Nor can the doctors — even if they can see that the hospital setting is harming their patient. Adele Fox, deputy director of forensic services at Nottinghamshire Healthcare NHS Foundation Trust, said on Rampton’s behalf that ‘all patients at Rampton Hospital . . . have been thoroughly assessed to determine where they can best be treated. Patients with autism . . . are there because of the level of risk that they may present to themselves and to the public’.
But an NHS spokesperson said all LDA patients should have regular reviews, overseen by independent experts, and that ‘all patients in hospital should also have a 12-point discharge plan.
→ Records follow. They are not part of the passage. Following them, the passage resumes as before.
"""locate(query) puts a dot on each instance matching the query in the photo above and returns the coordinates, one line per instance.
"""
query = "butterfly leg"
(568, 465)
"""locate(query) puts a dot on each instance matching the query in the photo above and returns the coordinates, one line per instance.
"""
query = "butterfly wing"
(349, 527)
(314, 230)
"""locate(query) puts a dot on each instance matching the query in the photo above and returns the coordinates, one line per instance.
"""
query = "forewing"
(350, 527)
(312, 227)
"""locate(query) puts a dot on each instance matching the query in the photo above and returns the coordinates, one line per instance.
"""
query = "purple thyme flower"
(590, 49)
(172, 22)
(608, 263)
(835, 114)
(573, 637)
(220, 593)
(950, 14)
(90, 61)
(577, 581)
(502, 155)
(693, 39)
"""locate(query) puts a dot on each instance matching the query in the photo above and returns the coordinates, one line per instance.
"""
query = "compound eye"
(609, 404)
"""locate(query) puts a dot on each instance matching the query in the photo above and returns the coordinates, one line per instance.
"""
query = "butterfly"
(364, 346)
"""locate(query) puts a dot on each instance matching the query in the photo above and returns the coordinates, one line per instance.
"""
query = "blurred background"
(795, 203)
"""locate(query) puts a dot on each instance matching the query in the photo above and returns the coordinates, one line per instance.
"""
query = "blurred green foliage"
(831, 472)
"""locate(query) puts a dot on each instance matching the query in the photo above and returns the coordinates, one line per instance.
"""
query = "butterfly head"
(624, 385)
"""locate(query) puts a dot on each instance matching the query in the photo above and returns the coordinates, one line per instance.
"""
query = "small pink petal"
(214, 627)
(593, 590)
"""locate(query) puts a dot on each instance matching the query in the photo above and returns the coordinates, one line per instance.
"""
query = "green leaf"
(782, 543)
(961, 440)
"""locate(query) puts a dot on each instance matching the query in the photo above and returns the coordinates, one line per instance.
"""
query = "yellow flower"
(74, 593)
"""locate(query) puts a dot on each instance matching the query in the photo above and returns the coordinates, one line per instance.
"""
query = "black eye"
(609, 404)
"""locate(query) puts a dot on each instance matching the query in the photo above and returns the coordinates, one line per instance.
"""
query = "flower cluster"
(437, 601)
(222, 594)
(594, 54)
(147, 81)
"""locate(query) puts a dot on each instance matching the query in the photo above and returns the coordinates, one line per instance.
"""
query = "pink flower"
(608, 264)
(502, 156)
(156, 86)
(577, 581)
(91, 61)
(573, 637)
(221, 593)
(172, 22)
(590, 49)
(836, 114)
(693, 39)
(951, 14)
We would expect the planning process that supports a patient to return to the community to start at the earliest possible stage’.
Adam’s family want him to be released with a community care package approved by the Court of Protection, in which carers would keep him under continuous supervision to ensure both his safety and that of the community.
One of his former fellow in-patients at a medium-secure unit, Ryan, now 32, who is also autistic, is now back with his family under this arrangement.
He is ‘thriving’, says his mother, Sharon Clarke, 63, who campaigned tirelessly for his release.
But while one mother is reunited with her son, the other struggles on. ‘My son has spent most of his life in these units, wasting years, without his family, frightened and alone,’ Alison says.
‘I wish Adam could know that one day he can come out and have a normal life. And then we can finally spend some time together.’